Evet belki bende bu kadar heyecan uyandırmalarının sebebi, örneğine az rastlanır bir cesaret örneği göstermeleridir ki Captain Fantastic'i de aynı heyecana kapılmıştım. Iki yıl önceki ilk izlemede beni baya etkilemişti film. Bütün yerine parçalara daha çok odaklandığım için sanırım. Sonraki izlemelerimde çıkarsamalarım çok daha farklıydı. Filmde kendi tezini kendi imha eden bir durum söz konusu. En başta filmdeki özgürlük algısı bir kere yanlış, fıtrata ters bir zemine oturtulmuştu. (Babanın mahremiyet anlayışına bakarsak) Yine filmdeki yüceltilen karakter olarak karşımıza çıkan baba modelini incelediğimizde; orada sistemi eleştiren, özgürlüğü savunan, çocuklarını özgür bir anlayışla yetiştirdiğini iddia eden ama ilk karşı çıkışta da despot bir şekilde, "ben ne diyorsam o!" kafasına bürünen bir baba görüyoruz. Ilk çelişki ve bocalayış burada başlayarak filmi oluşturan dinamikleri teker teker yıkmaya başlıyor zaten. Yine düşünürsek, filmde aile toplumdan izole bir hayat yaşıyordu. Insan sosyal bir varlıkken böylesine asosyal bir yolu tercih etmek de fıtrata ters bir durumdur aslında. Şimdi düşündüğümde belki annenin psikolojik olarak problemler yaşamasının sebeplerinden biri de buydu diye düşünüyorum.

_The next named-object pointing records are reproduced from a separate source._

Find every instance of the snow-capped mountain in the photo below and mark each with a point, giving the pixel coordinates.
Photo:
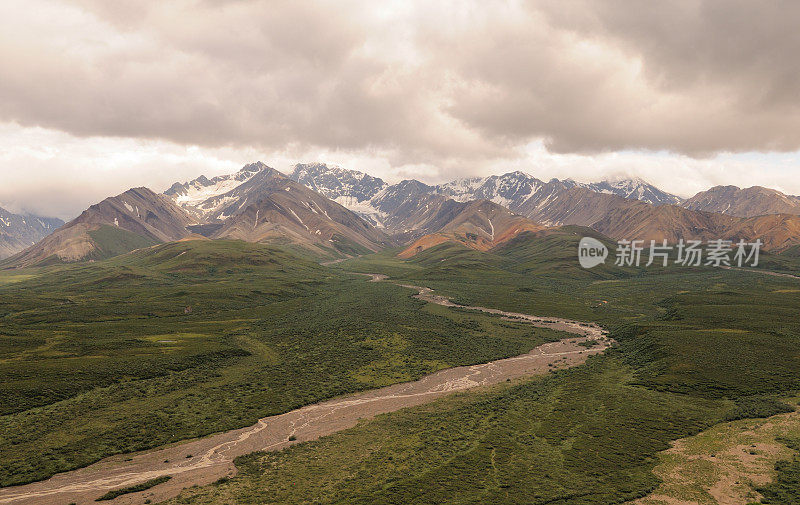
(402, 207)
(204, 197)
(258, 203)
(350, 188)
(345, 187)
(635, 188)
(18, 231)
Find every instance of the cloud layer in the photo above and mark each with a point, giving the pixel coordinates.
(415, 88)
(428, 81)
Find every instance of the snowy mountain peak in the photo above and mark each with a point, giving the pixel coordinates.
(347, 187)
(636, 188)
(202, 195)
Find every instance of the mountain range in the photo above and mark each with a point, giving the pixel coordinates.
(18, 231)
(331, 211)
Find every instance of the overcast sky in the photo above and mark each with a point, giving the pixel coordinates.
(98, 96)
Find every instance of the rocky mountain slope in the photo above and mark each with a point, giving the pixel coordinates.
(389, 206)
(479, 224)
(136, 218)
(18, 231)
(747, 202)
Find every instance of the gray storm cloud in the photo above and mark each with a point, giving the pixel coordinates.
(440, 83)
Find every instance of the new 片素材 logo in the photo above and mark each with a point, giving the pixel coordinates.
(591, 252)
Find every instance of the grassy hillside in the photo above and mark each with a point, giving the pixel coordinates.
(107, 357)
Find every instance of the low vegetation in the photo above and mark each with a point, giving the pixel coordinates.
(191, 338)
(696, 347)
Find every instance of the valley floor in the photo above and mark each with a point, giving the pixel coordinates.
(208, 459)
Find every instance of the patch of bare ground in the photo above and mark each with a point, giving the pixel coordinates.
(724, 464)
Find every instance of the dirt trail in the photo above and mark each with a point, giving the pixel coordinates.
(205, 460)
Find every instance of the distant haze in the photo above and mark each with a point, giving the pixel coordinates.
(97, 97)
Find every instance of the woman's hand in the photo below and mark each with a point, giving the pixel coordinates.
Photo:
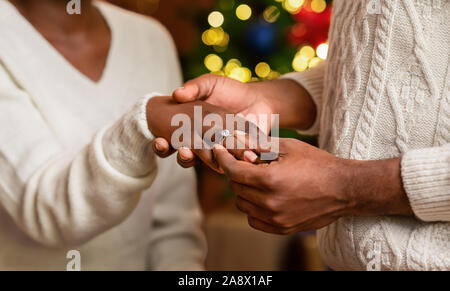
(162, 110)
(308, 188)
(283, 97)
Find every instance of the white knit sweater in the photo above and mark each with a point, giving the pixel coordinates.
(68, 180)
(385, 92)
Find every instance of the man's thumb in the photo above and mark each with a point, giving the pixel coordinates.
(188, 93)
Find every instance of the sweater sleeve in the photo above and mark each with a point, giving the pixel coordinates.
(59, 198)
(426, 179)
(177, 239)
(312, 80)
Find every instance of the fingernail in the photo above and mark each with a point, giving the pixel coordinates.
(250, 156)
(158, 147)
(218, 147)
(186, 150)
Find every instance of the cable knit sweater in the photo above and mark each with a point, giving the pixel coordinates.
(385, 92)
(74, 174)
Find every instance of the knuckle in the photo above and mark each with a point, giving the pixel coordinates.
(271, 204)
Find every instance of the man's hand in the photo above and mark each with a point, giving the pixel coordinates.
(284, 97)
(161, 110)
(307, 188)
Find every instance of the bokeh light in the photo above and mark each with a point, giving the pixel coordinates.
(318, 6)
(241, 74)
(293, 6)
(213, 62)
(215, 19)
(322, 51)
(307, 51)
(271, 14)
(262, 70)
(300, 63)
(243, 12)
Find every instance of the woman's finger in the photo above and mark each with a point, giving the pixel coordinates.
(162, 148)
(186, 158)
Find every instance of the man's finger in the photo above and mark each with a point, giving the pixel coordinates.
(162, 148)
(247, 147)
(186, 158)
(251, 194)
(253, 210)
(238, 171)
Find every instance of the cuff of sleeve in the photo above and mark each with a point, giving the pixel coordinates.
(127, 143)
(312, 80)
(426, 179)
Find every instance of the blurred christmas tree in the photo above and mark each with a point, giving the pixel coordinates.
(260, 39)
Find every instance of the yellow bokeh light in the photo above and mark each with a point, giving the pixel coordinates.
(215, 19)
(231, 64)
(273, 75)
(318, 6)
(213, 62)
(241, 74)
(307, 51)
(262, 70)
(314, 62)
(322, 51)
(214, 36)
(300, 63)
(293, 6)
(243, 12)
(271, 14)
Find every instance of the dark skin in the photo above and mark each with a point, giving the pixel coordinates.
(82, 39)
(305, 188)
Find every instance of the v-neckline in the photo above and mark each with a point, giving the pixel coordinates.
(66, 63)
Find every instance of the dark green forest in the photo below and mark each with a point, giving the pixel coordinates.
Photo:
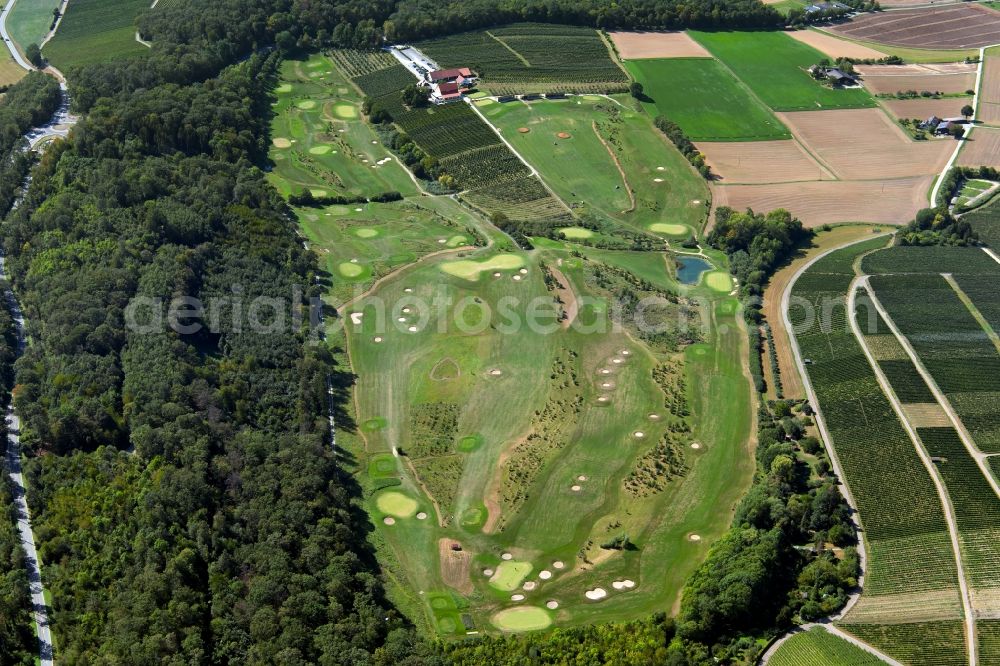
(185, 497)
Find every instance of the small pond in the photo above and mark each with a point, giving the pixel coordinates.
(691, 268)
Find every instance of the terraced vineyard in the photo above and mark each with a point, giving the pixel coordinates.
(532, 58)
(911, 587)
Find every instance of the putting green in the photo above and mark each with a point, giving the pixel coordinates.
(347, 269)
(469, 269)
(522, 618)
(719, 281)
(575, 233)
(668, 229)
(345, 111)
(510, 574)
(396, 504)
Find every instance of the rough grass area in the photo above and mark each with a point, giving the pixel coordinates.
(94, 31)
(705, 99)
(774, 66)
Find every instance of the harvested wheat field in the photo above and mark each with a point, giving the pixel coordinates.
(834, 47)
(639, 45)
(959, 26)
(751, 162)
(880, 79)
(827, 202)
(865, 144)
(980, 148)
(947, 107)
(989, 96)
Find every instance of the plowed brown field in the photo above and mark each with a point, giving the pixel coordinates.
(946, 107)
(960, 26)
(981, 148)
(638, 45)
(827, 202)
(762, 162)
(865, 144)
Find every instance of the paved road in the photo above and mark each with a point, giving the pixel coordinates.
(13, 460)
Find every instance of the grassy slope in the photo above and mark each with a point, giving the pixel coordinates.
(94, 30)
(818, 646)
(29, 21)
(582, 171)
(774, 66)
(705, 99)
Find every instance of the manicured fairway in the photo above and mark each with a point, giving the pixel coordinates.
(473, 270)
(523, 618)
(705, 99)
(774, 66)
(95, 31)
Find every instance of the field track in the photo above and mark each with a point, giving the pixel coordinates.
(865, 144)
(981, 148)
(637, 45)
(826, 202)
(756, 162)
(954, 27)
(946, 107)
(832, 47)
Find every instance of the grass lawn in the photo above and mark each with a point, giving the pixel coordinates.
(583, 171)
(29, 21)
(705, 99)
(321, 143)
(774, 66)
(94, 31)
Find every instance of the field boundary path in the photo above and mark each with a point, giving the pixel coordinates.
(25, 533)
(836, 631)
(897, 407)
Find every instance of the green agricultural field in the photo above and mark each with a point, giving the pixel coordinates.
(705, 99)
(319, 141)
(532, 58)
(774, 66)
(29, 21)
(818, 646)
(658, 187)
(94, 31)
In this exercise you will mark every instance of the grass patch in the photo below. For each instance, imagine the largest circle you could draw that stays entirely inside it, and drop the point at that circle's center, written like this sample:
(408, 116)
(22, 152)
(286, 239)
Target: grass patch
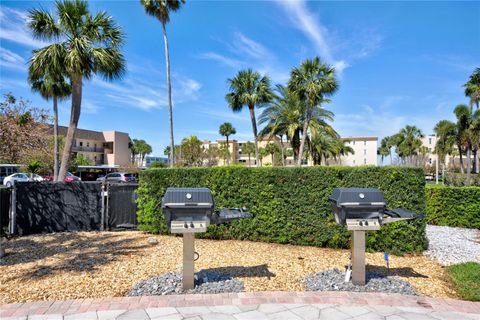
(465, 279)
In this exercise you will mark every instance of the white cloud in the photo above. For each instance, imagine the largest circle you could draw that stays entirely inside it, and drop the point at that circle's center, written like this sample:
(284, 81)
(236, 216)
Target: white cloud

(Geçtiğimiz haftalarda film Trt2' de yayınlandığında Alin Taşçıyan ve Mehmet Açar filmin, film önü ve film sonu eleştirisini yapmıştı. Onların bakış açıları da bende ayrı ufuklar açmıştır. Müsait olursan youtube dan mutlaka bir göz atmanı isterim.)
Kitaba dönecek olursak burada ne yaptığını bilen bir anne baba modeli görüyoruz. Gelecek hakkında endişeli ama çocukların tercihlerine müdahale etmede sınırlarını bilen anne baba var. Ben Hewitt bunu birkaç yerde belirtiyor zaten. Tam hatırlayamıyorum ama şöyle bir cümle vardı kitapta. "Ebeveyn olmak ister istemez çocuklarınız gelecekleriyle ilgili endişelenmenize ve onlar ile ilgili planlar kurmaya itiyor sizi. Ama ne zaman böyle bir sıkıntıya kapılsam onların Penny ve benim gibi kendi yollarını seçme özgürlükleri olduğunu ve bu kararı onların vermesi gerektiğine inanıp kendimi sakinleştiriyorum." Bu gerçekten fazlaca olgun bir bakıştı benim için.
Yine filme zıt olarak bir kasabada yaşıyor aile. Komşuları var. Çocukların arkadaşları var. Yani sosyal bir ortam söz konusu. Kısıtlı da olsa çocuklar kendi ihtiyaçlarını kendileri alıyorlar. Kıyafetlerini 2. El mağazalardan kendileri seçiyorlar mesela. Burada şuna vurgu yapıyor yazar; eğer okula gitselerdi daha çok küçük yaşlarda kendilerini sürekli güzel ve yakışıklı, şık, uyumlu olma, kendilerini başkalarına kabul ettirme ihtiyacı hissedeceklerdi. Ama bu hiç umurlarında bile değil. Tamamen olduğu gibi görünüyorlar. Dış görünüş hayatlarında onemli bir yer kaplamıyor, diye belirtiyor.
Buraya kadar iyi hoş. Bundan sonrasını bizim gibi yazar da oldukça merak ediyor. Umarım her şey gönüllerince devam eder ve biz de bu hikâyenin devamını okuma şansına erişiriz.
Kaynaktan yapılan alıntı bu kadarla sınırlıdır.